Entrees

One Pot Tomato Chicken Bean Casserole (serves 4)

Nice and filling and just a little spicy. Good on a cold day. The ingredients complement each other nicely – tomatoes, roasted red peppers, chicken and white beans. Serve with a baked potato, maybe.

2 tbsp. olive oil seasoned with salt and freshly ground black pepper
1 medium onion – finely chopped
2 large cloves of garlic – grated
1 tbsp. double concentrated tomato paste
2 tsp. harissa paste (start with this amount and add more later if you like things hotter)
2 chicken breasts – cut into small bite size pieces
1 tsbp. double concentrated tomato paste
2 tsp. harissa paste (start with this amount and add more later if you like things hotter)
1 cup tomato passata
1 can cannellini beans
6 oz. roasted red peppers (from a jar)
1 1/2 cups chicken broth

Heat 1 tbsp. oil in a Dutch oven/cast iron casserole dish and, when sizzling, add the onion and let soften and brown.
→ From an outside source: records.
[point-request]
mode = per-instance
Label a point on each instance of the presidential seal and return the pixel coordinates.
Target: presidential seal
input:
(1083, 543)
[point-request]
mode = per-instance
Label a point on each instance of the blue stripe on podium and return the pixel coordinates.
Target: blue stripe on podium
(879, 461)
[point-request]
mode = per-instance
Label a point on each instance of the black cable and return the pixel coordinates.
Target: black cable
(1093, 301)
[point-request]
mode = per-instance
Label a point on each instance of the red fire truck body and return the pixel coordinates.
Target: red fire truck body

Add garlic and cook for a couple more minutes then stir in the tomato paste and the harissa paste and mix well.
At the same time place the other tbsp. oil in a skillet/frying pan and when nice and hot add the chicken and sear – this will add more flavor to the casserole. When this is done tip the contents into the Dutch oven and then add the rest of the ingredients.
Bring to a boil then turn the heat down to a simmer and cook for 45 minutes with the lid on, stirring occasionally.